I think this should have stayed as a short story. The first hundred or so pages which is about the trip to the Moon on a ghost Saturn V was barely OK. Once that was done, it was an entirely different story about how all humans had supernatural powers and could do anything. It just all fell apart at this point and I skimmed to the end of the book with little interest.
I can see why the novella was celebrated, but may be it should have stayed a novella. The second and third acts strayed so far away from what could have been a great story. The final act introduces a forced villain which wasn’t convincing and a very strange cameo that added nothing to the plot.
On the day that Neil Armstrong passes away, a ghostly Saturn V rocket appears on the abandoned Pad 34, and launches into space, shaking the earth and rattling windows as it goes. It seems real. It shows up on radar. It follows the profile of a cancelled Apollo mission. Is it real? Will it return? It falls to astronauts Rick Spencer and Tessa McClain to investigate the mystery.
I agree with other reviewers of this novel. The first portion is a stirring love letter to the space program. I found myself literally getting goosebumps reading this. It contrasts the power and glory of the moon program with the plodding, dare I say boring, shuttle program. Sadly, it veers off into sheer fantasy. Entertaining, but quite a letdown from the promise of the early chapters.
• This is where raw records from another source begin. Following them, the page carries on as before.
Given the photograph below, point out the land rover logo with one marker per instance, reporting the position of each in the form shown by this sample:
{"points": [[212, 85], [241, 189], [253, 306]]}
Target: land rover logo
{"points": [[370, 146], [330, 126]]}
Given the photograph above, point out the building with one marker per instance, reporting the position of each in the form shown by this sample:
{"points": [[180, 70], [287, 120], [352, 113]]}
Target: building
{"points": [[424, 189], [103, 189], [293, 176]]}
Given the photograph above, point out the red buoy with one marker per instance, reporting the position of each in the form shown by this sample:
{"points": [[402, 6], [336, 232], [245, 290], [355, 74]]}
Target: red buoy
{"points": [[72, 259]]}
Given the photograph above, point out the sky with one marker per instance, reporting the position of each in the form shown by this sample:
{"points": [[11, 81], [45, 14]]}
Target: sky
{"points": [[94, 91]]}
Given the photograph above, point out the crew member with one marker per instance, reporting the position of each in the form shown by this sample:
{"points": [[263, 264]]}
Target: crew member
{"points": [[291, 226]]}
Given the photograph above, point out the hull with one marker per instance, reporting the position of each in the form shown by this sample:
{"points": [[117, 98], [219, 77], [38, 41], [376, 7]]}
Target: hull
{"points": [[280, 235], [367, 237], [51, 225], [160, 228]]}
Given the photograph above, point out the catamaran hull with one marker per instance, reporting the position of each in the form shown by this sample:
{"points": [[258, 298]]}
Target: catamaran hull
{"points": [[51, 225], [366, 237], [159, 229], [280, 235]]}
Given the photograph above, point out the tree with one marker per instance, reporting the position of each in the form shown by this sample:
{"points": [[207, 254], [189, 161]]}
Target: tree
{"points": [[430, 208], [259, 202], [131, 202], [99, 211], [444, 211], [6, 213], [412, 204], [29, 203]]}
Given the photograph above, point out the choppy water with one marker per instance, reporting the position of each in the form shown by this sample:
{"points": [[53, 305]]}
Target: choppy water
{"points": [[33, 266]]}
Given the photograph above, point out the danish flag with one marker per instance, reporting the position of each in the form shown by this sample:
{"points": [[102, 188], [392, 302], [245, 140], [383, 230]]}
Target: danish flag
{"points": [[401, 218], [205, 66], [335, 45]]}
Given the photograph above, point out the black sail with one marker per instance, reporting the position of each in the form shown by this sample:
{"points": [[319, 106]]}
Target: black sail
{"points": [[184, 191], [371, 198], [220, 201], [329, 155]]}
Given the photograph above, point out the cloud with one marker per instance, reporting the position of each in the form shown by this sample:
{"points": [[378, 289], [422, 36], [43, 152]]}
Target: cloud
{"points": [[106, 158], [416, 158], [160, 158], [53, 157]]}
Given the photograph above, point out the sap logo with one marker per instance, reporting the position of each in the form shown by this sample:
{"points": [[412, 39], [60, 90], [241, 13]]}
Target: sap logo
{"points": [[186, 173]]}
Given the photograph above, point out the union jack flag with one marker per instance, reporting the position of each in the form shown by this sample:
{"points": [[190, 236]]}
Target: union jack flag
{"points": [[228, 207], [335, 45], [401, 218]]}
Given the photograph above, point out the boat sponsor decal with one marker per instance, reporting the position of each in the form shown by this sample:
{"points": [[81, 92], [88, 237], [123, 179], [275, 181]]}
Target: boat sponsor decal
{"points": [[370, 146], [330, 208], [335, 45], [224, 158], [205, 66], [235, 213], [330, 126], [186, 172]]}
One of the best combinations of sci-fi and fantasy genres in one book I've ever read. Very goofy but in a very fun way. It's as if someone dared the author to write a good story with a grab bag of standard sci-fi / fantasy elements and he accepted the challenge. I think he did a terrific job with it, too. The nugget of the book seems to be -- Q: What would it take to get people interested in space exploration again? A: Faith.
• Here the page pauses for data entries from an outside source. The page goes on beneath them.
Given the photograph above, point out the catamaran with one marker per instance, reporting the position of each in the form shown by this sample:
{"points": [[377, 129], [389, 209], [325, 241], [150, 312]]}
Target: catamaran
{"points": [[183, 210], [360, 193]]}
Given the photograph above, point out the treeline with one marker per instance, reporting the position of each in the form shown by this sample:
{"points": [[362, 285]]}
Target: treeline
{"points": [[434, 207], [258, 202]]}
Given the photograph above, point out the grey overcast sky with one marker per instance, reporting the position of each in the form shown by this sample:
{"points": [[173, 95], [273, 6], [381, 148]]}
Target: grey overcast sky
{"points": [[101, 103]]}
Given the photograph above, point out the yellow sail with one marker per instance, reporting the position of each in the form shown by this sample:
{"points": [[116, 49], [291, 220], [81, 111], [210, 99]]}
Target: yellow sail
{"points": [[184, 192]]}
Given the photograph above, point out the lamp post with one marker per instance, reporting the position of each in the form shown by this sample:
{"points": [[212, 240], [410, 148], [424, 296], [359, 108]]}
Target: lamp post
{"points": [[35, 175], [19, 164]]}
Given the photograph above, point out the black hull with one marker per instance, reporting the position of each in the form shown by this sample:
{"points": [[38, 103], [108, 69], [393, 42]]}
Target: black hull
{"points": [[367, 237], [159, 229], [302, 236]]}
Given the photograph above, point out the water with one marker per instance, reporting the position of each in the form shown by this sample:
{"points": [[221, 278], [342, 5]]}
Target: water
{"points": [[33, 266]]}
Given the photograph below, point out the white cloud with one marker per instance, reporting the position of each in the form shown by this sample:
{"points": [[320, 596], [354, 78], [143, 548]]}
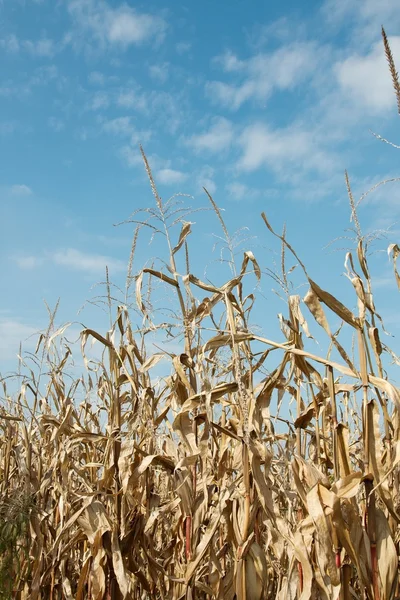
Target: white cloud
{"points": [[366, 80], [96, 78], [217, 138], [8, 127], [170, 176], [20, 190], [99, 101], [262, 74], [10, 43], [55, 124], [130, 98], [183, 47], [205, 179], [121, 126], [241, 191], [122, 26], [89, 263], [365, 17], [44, 47], [281, 149], [159, 73], [28, 262]]}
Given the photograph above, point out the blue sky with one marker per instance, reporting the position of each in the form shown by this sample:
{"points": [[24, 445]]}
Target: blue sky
{"points": [[265, 104]]}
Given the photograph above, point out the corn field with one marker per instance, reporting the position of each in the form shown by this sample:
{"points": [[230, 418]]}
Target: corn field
{"points": [[118, 484]]}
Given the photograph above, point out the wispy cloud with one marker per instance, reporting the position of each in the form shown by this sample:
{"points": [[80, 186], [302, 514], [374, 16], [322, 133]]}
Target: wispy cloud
{"points": [[183, 47], [159, 73], [241, 191], [55, 124], [45, 47], [88, 263], [206, 179], [259, 76], [20, 189], [170, 176], [121, 126], [96, 78], [279, 149], [41, 48], [218, 137], [365, 79], [28, 262], [108, 26], [99, 101]]}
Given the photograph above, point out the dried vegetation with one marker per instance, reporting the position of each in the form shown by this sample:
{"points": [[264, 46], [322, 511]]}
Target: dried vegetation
{"points": [[186, 487]]}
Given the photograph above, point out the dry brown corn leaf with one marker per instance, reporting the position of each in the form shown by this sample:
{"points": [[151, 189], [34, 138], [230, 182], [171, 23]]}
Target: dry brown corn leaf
{"points": [[394, 250], [387, 556], [185, 231], [323, 532], [208, 534], [337, 307], [94, 521]]}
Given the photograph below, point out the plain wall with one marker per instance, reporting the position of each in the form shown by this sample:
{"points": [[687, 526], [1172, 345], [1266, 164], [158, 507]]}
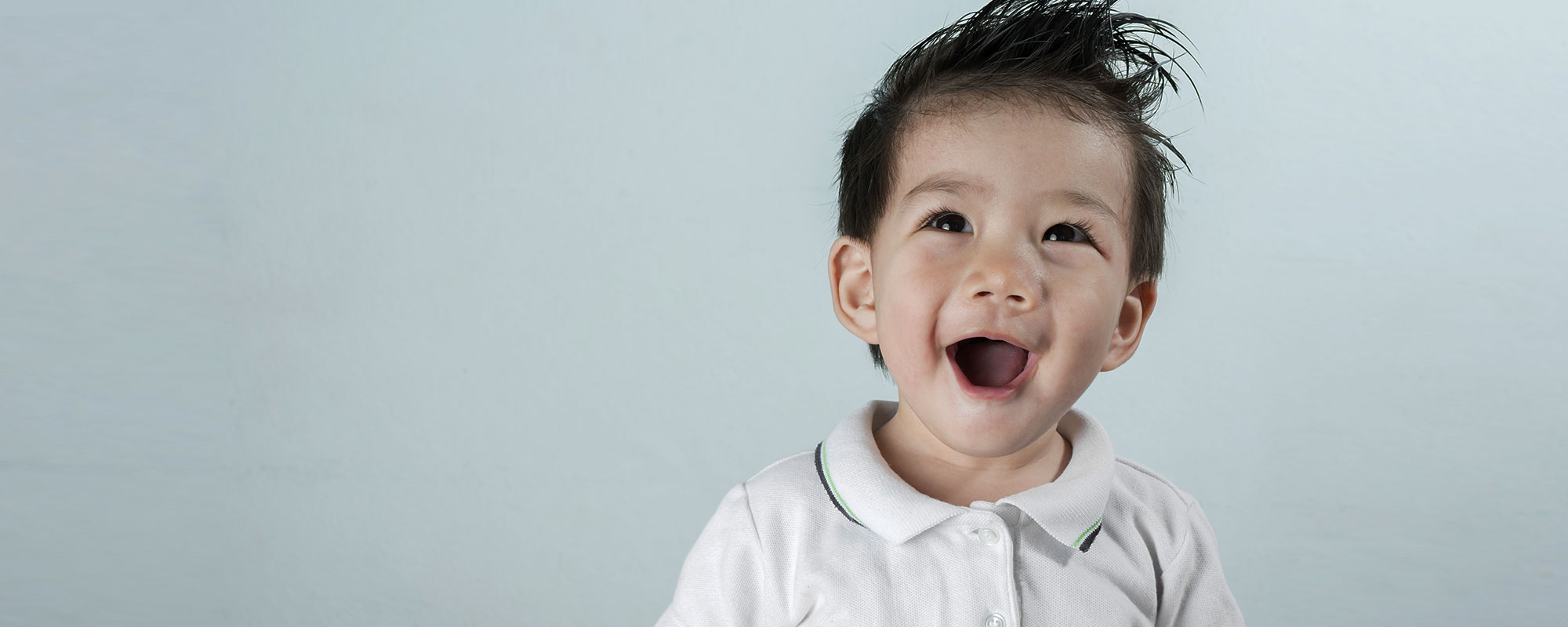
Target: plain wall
{"points": [[470, 313]]}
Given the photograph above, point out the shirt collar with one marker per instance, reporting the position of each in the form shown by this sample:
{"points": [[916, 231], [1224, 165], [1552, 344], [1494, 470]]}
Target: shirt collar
{"points": [[865, 490]]}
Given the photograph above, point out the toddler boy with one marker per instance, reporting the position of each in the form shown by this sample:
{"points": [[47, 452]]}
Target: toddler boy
{"points": [[1003, 219]]}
In this short story, ghost rockets, seemingly identical to the Saturn V Moon rockets, begin launching from Cape Canaveral soon after Neil Armstrong’s death. One astronaut is chosen to board one of the rockets before it launches.
Cute little love story declaration for the Apollo program, but really nothing special.
An interesting mixture of science fiction and psychic powers. Although it starts out as a unplanned mission to the Moon, it becomes an exploration of what happens if reality really is what one makes of it. An entertaining bit of brain candy.
Excellent story about wanting to return to conventional space exploration so badly that it actually becomes real. Great mix of science, story telling and adventure.
I'm not sure I'd actually call it science fiction, but it was well put together. I quite literally did not stop reading it from the time I started which is exactly what I was looking for.
This book started out being about one thing and then became a totally different book halfway through. That last chapter, though - super woo woo. If there were a sequel, I wouldn't bother.